The OODA Loop is a decision-making tool that allows for real time decision making as quickly as needed. Currently SEAL teams are being taught the OODA Loop because they can no longer wait on the chain of command for decisions. The speed of decision can literally mean the difference between life and death in conflict situations.
Fortunately, business decision making doesn’t have consequences as dire, but the training and development of real-time decision making can create a more agile credit union in a highly competitive environment.
The OODA Loop
OODA is an acronym for Observe, Orient, Decide, Act. As with most skills, the more a person uses it, the more comfortable they become and the more efficient in using it.
The decision makers must be observant of the choices available for the decision. Let’s use an example of a credit union wanting to grow using a capital project. The group has to decide whether to open a branch, or place a few ATMs in new locations, or expand their online capability.
Being observant of possible choices and option will answer the question: Which of these choices can best serve the credit union immediately, in three years, in five years? The best facts on costs, advantages and potential suppliers need to be gathered quickly for each possible choice. Observations help gain perspective of the decision at hand.
Once the board and CEO have made their observations, they need to orient them. What is the intended outcome of the decision? Is this expansion an effort to attract more prospective members of a borrowing age? Is this capital expense to better serve current members? Is this an effort to directly take on a particular competitor? Orientation takes observations and places them in a context for a decision.
Frequently, this step is lost on most critical decisions. Bank of America raised debit card fees because they failed to ask the critical question of, “What are we trying to accomplish and what response will we get back?” Obviously, the response was not what they desired so they rolled back the fees and lost credibility in the process simply because they failed to orient their decision.
Once everyone has observed the situation and oriented it with the credit union’s intent, the board is presented with a number of well-informed options. In the decide phase of this process the board completes the analysis of their options and determines which is the best fit for their desired outcome.
For example, based on observations and orientations of the options available, the board has gathered information that says of all of the choices presented, they believe it is best to spend the money on online services to reach a younger generation of borrowers. A board vote should be taken at that time. No need to wait, it’s time to act now.
With most major board decisions I’ve witnessed, once the decision is made the process slows down. Vendors are asked for bids, then those not in full support of the decision want to continue to debate the choice, or the executive is more concerned with the politics of the board than taking the correct action.

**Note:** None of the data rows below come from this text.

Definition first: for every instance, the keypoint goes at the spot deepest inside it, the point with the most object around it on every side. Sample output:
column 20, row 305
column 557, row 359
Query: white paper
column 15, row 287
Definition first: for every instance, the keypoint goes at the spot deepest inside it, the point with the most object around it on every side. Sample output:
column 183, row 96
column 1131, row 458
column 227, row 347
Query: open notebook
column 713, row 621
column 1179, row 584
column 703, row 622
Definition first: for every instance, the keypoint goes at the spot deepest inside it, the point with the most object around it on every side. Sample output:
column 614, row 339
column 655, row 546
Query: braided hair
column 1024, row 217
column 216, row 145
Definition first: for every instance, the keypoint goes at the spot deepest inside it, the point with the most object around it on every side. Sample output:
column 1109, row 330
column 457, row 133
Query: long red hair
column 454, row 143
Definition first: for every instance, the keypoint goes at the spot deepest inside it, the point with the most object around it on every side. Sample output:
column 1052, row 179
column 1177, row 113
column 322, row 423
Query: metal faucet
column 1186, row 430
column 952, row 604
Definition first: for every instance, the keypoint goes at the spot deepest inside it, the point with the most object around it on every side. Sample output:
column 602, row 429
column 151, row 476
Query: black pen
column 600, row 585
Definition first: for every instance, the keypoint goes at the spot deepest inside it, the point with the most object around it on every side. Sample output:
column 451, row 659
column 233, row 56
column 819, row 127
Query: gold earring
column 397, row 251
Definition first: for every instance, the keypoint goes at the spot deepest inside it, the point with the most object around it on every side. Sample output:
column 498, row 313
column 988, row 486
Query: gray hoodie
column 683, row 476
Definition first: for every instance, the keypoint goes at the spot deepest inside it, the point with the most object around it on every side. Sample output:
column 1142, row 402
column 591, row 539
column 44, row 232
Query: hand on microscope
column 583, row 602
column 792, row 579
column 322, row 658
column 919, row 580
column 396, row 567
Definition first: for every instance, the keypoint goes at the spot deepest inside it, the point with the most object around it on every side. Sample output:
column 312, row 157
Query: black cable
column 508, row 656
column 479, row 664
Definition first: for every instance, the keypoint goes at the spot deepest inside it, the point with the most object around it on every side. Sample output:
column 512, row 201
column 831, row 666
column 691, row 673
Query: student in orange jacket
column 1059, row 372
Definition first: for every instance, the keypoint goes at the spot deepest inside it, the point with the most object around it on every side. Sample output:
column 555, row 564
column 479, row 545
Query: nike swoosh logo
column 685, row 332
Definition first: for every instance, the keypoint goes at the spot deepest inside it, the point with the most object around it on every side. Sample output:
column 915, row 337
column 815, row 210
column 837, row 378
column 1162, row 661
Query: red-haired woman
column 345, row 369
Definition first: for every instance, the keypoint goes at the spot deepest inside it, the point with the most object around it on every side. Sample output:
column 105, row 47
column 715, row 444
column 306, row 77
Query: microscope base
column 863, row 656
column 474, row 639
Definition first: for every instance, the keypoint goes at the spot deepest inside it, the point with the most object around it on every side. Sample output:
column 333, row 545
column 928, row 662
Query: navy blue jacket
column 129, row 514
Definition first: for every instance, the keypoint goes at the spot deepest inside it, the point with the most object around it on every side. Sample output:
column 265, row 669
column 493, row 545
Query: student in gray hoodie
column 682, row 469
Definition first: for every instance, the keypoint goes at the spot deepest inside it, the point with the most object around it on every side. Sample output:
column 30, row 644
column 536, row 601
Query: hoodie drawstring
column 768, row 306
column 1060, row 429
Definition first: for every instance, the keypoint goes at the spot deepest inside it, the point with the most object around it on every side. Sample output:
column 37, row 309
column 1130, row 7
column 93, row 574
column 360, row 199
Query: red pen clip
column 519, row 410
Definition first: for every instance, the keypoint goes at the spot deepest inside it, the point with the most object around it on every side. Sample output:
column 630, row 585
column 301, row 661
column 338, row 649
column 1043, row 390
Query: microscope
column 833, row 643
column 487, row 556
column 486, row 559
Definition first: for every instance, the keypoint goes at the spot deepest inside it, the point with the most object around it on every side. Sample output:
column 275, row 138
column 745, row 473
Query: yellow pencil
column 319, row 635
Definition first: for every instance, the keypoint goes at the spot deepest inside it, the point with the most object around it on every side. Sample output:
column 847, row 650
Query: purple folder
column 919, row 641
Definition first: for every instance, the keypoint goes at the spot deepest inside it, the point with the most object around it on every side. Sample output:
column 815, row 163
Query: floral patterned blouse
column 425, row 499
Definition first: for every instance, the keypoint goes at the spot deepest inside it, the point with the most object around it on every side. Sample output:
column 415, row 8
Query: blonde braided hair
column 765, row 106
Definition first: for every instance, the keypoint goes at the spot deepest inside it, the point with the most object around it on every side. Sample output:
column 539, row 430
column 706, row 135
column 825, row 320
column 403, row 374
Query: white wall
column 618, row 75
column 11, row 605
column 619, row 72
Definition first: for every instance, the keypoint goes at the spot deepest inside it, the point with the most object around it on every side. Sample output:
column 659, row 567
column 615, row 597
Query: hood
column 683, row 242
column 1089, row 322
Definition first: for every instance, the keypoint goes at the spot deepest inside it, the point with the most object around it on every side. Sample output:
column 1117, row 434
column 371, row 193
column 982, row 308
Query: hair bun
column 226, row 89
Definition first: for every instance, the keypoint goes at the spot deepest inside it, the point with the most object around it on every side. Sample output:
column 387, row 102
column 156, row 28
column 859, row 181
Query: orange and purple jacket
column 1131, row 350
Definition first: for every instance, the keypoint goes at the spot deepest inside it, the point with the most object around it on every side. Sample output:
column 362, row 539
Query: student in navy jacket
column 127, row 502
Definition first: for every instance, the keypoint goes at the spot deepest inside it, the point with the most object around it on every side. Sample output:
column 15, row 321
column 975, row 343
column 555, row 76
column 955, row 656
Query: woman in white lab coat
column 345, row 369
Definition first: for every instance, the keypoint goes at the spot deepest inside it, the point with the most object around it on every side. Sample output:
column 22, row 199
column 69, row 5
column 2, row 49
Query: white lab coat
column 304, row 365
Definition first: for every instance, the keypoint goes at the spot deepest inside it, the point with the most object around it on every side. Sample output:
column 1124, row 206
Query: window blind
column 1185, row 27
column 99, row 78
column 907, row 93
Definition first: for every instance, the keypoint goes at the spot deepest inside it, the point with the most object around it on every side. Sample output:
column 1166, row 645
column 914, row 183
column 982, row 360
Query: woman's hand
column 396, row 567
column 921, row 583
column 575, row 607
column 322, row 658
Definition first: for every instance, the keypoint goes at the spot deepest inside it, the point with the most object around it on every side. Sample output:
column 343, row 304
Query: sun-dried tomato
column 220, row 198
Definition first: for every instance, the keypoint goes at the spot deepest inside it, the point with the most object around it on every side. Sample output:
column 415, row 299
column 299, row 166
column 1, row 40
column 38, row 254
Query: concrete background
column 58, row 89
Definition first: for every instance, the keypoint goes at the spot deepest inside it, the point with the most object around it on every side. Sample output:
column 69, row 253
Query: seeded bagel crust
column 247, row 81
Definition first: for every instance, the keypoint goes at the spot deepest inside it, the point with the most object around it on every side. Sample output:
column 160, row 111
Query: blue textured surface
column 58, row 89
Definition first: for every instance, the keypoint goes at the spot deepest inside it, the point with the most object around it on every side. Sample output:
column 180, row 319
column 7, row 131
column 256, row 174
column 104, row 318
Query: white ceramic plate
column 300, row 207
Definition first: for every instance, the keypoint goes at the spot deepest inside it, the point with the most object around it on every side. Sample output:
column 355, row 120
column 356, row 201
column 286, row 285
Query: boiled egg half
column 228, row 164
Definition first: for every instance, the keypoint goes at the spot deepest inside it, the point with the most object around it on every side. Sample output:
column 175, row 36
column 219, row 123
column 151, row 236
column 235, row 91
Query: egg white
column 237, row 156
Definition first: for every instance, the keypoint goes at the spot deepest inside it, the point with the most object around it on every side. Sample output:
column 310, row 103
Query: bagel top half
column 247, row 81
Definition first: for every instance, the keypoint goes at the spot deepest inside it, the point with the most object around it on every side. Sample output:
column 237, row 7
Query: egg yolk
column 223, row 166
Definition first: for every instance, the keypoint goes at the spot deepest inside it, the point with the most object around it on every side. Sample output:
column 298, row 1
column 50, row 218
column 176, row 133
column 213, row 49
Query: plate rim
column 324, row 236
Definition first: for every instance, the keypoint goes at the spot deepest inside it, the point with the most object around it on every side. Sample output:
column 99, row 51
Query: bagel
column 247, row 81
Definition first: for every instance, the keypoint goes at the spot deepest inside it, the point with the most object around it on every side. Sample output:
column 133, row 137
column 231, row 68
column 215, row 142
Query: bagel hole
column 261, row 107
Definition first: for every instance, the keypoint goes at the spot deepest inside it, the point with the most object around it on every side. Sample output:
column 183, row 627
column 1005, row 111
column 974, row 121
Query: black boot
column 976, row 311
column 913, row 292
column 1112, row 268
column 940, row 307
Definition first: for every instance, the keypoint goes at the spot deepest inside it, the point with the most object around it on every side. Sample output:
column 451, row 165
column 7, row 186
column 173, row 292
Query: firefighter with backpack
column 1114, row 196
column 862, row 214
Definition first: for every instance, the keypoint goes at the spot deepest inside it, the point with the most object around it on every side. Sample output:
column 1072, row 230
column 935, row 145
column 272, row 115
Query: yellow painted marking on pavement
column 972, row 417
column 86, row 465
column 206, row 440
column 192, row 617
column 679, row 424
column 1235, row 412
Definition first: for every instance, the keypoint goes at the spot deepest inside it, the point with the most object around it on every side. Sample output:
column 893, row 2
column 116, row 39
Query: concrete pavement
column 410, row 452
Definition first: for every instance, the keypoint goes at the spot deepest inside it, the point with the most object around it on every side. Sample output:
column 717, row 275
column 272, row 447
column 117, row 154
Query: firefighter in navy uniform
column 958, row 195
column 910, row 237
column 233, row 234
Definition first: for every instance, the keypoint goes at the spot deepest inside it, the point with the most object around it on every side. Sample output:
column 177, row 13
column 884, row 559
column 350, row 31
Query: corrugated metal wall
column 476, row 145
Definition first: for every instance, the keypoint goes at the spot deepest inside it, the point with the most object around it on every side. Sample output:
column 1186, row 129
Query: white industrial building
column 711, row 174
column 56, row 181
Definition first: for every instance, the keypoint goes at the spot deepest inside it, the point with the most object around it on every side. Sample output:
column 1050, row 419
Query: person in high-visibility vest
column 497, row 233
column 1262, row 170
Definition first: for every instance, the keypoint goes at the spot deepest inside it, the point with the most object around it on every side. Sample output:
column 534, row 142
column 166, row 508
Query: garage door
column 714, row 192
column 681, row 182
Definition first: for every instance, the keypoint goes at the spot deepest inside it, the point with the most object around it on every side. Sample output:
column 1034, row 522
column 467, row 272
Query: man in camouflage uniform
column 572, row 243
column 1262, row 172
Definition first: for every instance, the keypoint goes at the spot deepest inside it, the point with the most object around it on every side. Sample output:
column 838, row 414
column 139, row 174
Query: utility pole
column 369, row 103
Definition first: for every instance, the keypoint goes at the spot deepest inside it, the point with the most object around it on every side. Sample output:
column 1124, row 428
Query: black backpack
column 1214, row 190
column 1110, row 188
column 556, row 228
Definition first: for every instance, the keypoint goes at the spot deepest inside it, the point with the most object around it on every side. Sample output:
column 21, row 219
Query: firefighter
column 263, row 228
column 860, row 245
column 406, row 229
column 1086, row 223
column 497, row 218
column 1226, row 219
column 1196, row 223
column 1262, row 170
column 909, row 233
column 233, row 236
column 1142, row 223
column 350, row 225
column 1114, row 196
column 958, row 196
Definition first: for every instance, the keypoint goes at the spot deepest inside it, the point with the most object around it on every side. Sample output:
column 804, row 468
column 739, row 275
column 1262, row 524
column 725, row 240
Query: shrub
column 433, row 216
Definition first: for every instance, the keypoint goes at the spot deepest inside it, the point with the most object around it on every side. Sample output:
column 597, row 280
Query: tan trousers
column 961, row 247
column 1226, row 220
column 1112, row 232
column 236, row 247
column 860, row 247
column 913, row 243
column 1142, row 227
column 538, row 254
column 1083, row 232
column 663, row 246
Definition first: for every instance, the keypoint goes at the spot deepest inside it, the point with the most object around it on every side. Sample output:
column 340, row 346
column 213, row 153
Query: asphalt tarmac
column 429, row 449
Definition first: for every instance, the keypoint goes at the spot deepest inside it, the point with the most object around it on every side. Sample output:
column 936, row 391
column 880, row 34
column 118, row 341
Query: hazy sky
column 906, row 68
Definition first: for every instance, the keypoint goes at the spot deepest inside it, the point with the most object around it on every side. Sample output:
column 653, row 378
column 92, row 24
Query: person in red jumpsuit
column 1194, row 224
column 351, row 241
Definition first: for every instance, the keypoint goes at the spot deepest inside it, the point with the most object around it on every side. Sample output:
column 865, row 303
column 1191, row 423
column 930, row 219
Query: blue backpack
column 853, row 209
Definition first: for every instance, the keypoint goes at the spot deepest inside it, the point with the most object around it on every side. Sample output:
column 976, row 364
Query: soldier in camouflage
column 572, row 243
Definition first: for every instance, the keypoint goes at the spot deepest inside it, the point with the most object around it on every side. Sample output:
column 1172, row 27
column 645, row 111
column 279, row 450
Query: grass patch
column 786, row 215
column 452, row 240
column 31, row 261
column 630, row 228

Once the decision has been made to take the best possible action, implementation needs to be as swift as the process to this point. By continually applying the OODA Loop decision-making process to board decisions, the board will develop a greater level of comfort with the process. Not only will better decisions be made more frequently, but the evaluation of poor decisions by walking through the process again will quickly show where the error happened along the way.
Decision making in the new economy requires a different skill set and speed, the more split-second decisions you make; the better you get at making them and the better you position your credit union as a leader over the competition as you beat them to the punch every time.